Mirza Ghalib was never released in Pakistan but Pakistanis enjoyed its songs on the radio. It must be admitted that many Pakistanis and Indians came to know Ghalib’s poetry through the ghazals of this film sang by Talat Mahmood, Suraiya and Mohammad Rafi.

Another irony.  The Pakistani government did not even allow the exhibition of its own film on Ghalib. I also came across this piece of information on Wikipedia: “The Pakistan government in 1969 commissioned Khaliq Ibrahim (died 2006) to make a documentary on Mirza Ghalib. The movie was completed in 1971-72. It is said, that the movie, a docudrama, was historically more correct than what the official Pakistan government point of view was. Thus, it was never released. Till this date, barring a few private viewing, the movie is lying with the Department of Films and Publication, Government of Pakistan.”

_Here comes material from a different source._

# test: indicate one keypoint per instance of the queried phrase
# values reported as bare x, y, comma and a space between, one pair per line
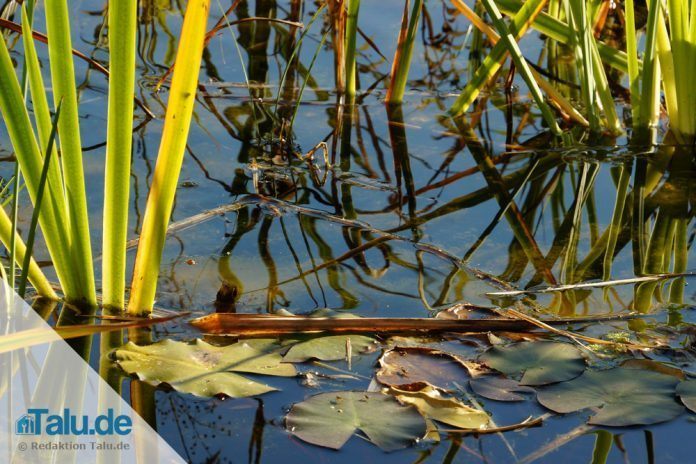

For most countries film has been a powerful medium to portray culture.  Hong Kong, at the tail end of British era, was marketing its culture of martial arts through films.  The French Ministry of Culture under the Socialists (1981-86, 1988-93) made films to highlight sensitive issues; India is known to the World mostly through Bollywood films; Venezuela makes four films a year, Pakistan can do at least half of this number to correct its distorted image. But film is at the lowest priority in Pakistan’s cultural policy and culture in general is ruthlessly neglected by policy makers. The only effective cultural policy, it is said, was authored in 1970s by Faiz Ahmad Faiz.  Perhaps he saw some hope in the new democratic government. I came to know the fate of his policy in one of his interviews. “It was neither accepted nor rejected by any regime,” Faiz revealed. “They accepted the parts which suited them and rejected the rest.”

Once again a new government is in sight. We can hope to have a sane cultural policy that is capable of creating an environment where quality films can be made and a profound culture can flourish.